WITH "stack_assignment_timing" AS (
  select
     "s"."exam_event_id"
    ,  "s"."team_name"
    ,  "s"."examiner_name"
    ,  "s"."stack_assignment_id"
    ,  "s"."calibration"
    ,  "s"."assigned"
    ,  "s"."completed"
    ,  "s"."last_completed"
    ,  "s"."stack_seconds"
    ,  "s"."stack_interval_seconds"
    ,  "s"."updated"
    ,  "s"."completed_hour"
  from
    (
      SELECT
        "warehouse_etl_stack_assignment_examiner_timing"."exam_event_id" AS "exam_event_id",
        "warehouse_etl_stack_assignment_examiner_timing"."team_name" AS "team_name",
        "warehouse_etl_stack_assignment_examiner_timing"."examiner_name" AS "examiner_name",
        "warehouse_etl_stack_assignment_examiner_timing"."stack_assignment_id" AS "stack_assignment_id",
        "warehouse_etl_stack_assignment_examiner_timing"."calibration" AS "calibration",
        "warehouse_etl_stack_assignment_examiner_timing"."assigned" AS "assigned",
        "warehouse_etl_stack_assignment_examiner_timing"."completed" AS "completed",
        "warehouse_etl_stack_assignment_examiner_timing"."last_completed" AS "last_completed",
        "warehouse_etl_stack_assignment_examiner_timing"."stack_seconds" AS "stack_seconds",
        "warehouse_etl_stack_assignment_examiner_timing"."stack_interval_seconds" AS "stack_interval_seconds",
        "warehouse_etl_stack_assignment_examiner_timing"."updated" AS "updated",
        date_part('hour', "warehouse_etl_stack_assignment_examiner_timing"."completed") AS "completed_hour"
      FROM
        "cfa"."warehouse_etl_stack_assignment_examiner_timing" "warehouse_etl_stack_assignment_examiner_timing"
    ) AS "s"
  WHERE
    -- exclude stacks that were left open more than 30min
    ("s"."completed" - "s"."assigned" < interval '30 minutes')
)
SELECT
  TO_CHAR((CAST ( "stack_assignment_timing"."completed" AS timestamptz )) AT TIME ZONE 'America/New_York', 'YYYY-MM-DD HH24:MI:SS.US') AS "sat_c_96517b",
  "stack_assignment_timing"."team_name" AS "sat_tn_8bb5e9",
  COUNT("stack_assignment_timing"."stack_assignment_id") AS "c_sat_s_49aabc"
FROM
  "stack_assignment_timing"
GROUP BY
  1,
  2
ORDER BY
  3 DESC
LIMIT 10000

Hi @Matt_Stone,

This is the expected behavior, which is documented here. The CTE selects fields defined in your query model, and the main query selects the 3 fields that you have chosen for your visualization.

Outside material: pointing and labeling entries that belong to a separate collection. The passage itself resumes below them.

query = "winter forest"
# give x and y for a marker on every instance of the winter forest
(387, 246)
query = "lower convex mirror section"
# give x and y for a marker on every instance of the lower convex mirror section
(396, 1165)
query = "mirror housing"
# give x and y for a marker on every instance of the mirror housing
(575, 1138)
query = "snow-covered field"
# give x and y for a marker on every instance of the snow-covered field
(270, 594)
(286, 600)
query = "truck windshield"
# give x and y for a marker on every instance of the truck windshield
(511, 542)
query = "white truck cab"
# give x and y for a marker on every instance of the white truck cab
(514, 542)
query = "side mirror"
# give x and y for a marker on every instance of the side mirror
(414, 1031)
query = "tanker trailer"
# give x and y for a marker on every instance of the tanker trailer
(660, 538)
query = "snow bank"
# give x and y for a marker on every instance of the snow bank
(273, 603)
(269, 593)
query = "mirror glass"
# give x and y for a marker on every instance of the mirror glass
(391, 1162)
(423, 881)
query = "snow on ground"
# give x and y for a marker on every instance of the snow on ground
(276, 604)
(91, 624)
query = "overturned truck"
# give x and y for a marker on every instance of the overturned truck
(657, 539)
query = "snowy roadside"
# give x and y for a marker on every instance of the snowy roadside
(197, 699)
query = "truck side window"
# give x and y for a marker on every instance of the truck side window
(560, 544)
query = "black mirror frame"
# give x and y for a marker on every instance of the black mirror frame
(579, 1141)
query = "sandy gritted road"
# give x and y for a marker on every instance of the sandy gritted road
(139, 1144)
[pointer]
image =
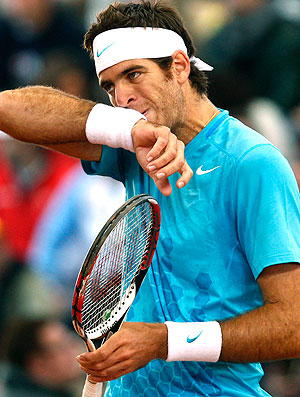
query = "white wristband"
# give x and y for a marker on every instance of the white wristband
(200, 341)
(112, 126)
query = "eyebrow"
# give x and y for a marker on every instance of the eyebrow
(123, 73)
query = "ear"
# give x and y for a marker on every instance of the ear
(181, 66)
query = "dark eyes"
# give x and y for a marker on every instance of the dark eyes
(133, 75)
(109, 87)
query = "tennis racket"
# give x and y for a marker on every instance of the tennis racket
(112, 273)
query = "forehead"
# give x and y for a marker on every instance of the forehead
(122, 67)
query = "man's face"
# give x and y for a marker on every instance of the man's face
(140, 84)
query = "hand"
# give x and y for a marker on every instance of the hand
(131, 348)
(160, 154)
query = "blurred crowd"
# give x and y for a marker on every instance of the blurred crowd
(50, 211)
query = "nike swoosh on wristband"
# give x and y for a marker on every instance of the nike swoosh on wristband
(200, 171)
(190, 340)
(99, 53)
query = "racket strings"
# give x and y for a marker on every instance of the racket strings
(116, 265)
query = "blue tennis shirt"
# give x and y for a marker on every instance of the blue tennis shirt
(239, 214)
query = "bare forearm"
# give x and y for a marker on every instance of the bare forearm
(272, 331)
(43, 115)
(267, 333)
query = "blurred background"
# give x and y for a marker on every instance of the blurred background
(50, 211)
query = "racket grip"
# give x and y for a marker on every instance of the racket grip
(91, 389)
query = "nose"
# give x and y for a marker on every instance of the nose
(124, 95)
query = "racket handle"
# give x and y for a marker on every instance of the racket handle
(91, 389)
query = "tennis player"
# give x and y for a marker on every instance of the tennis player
(222, 293)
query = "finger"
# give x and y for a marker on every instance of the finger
(166, 156)
(186, 176)
(163, 185)
(175, 165)
(162, 135)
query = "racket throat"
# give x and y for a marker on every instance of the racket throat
(110, 317)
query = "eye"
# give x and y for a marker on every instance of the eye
(108, 88)
(133, 75)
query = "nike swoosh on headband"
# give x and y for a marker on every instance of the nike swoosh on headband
(190, 340)
(104, 49)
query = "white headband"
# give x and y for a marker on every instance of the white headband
(117, 45)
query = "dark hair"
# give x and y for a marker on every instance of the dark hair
(154, 14)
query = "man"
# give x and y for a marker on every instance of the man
(222, 291)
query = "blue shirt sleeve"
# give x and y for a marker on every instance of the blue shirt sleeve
(109, 165)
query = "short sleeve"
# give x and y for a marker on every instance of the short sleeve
(109, 165)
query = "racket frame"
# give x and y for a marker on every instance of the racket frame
(118, 313)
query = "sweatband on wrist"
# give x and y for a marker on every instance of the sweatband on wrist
(112, 126)
(194, 341)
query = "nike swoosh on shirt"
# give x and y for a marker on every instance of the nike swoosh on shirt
(190, 340)
(200, 171)
(99, 53)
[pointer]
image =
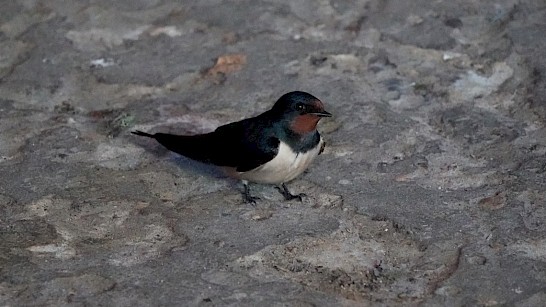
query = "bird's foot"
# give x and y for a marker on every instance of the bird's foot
(289, 196)
(247, 198)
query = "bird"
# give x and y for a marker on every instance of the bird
(273, 147)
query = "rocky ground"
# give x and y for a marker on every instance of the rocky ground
(430, 192)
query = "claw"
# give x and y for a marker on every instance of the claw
(289, 196)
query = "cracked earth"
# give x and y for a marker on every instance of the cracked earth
(430, 191)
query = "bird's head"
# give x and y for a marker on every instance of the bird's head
(300, 110)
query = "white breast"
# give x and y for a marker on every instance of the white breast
(286, 166)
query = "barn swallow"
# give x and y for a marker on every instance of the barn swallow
(271, 148)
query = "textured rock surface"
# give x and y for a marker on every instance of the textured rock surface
(431, 190)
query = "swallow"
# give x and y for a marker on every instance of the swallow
(272, 148)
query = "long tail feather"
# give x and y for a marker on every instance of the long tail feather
(140, 133)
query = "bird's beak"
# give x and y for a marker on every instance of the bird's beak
(322, 114)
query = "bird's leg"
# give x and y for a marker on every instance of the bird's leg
(289, 196)
(247, 198)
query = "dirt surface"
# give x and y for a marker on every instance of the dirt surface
(431, 190)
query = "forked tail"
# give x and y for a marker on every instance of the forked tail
(140, 133)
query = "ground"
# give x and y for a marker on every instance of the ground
(430, 190)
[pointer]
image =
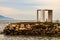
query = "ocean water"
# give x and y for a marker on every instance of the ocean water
(22, 37)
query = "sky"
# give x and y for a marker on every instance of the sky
(26, 9)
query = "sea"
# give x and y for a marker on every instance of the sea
(23, 37)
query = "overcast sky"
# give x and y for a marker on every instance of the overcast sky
(26, 9)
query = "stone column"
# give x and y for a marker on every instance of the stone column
(42, 16)
(49, 15)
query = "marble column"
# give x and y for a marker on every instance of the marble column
(49, 15)
(42, 16)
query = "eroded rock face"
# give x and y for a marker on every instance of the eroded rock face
(32, 29)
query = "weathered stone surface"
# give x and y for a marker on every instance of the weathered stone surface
(48, 29)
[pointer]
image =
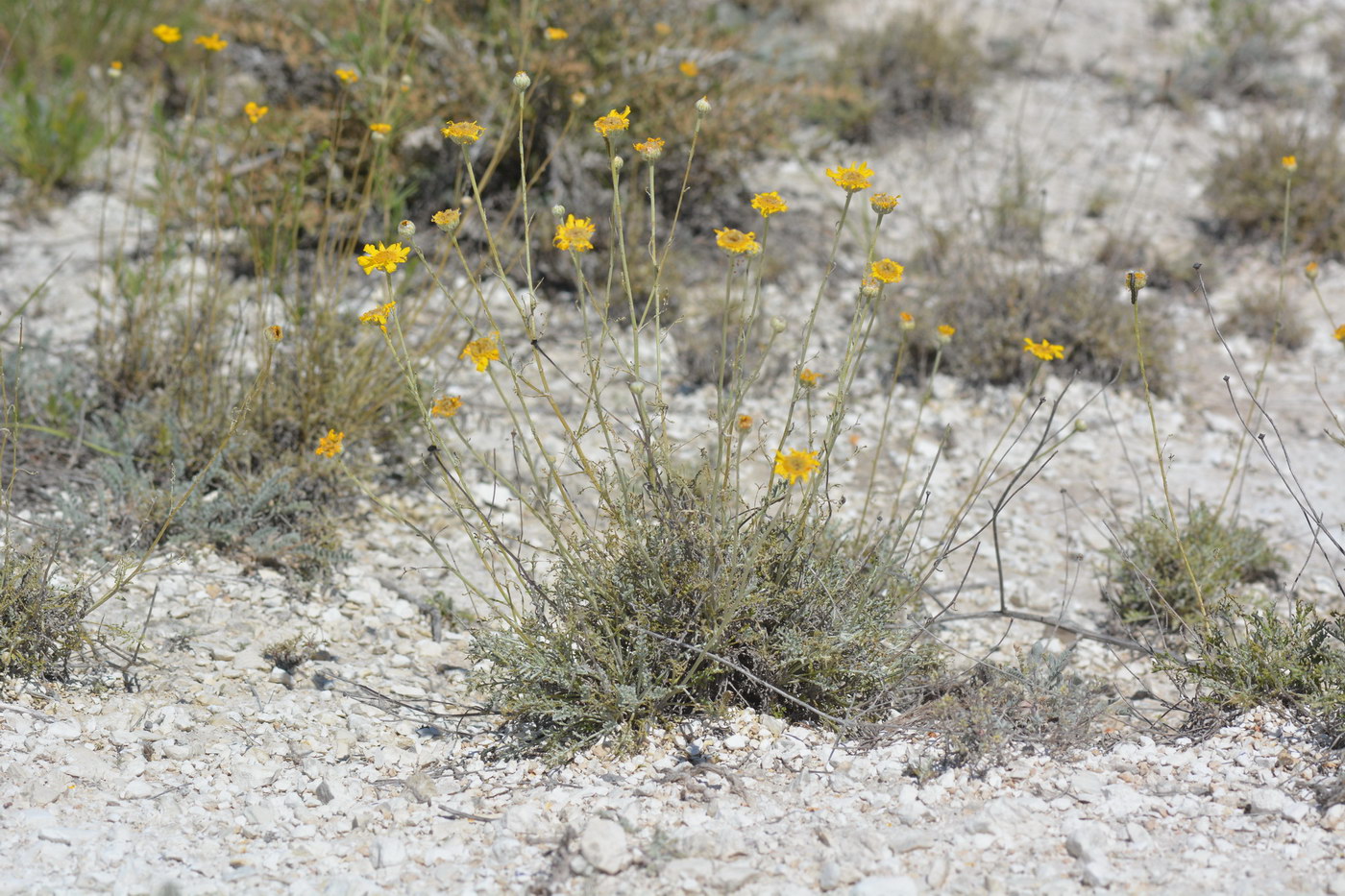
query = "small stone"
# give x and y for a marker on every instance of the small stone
(387, 852)
(885, 885)
(602, 844)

If this is not the expected result, you can try looking into the persistence settings as mentioned here.

Thanks. Glad it’s working as expected.

Hi all,

Thanks, Matt, for posting the question.

I’d like to add a brief note/comment here: while the current behavior is expected, we at Holistics are keeping an eye out for optimizations to automatically push down projections/predicates further into your custom SQLs to optimize the whole queries further.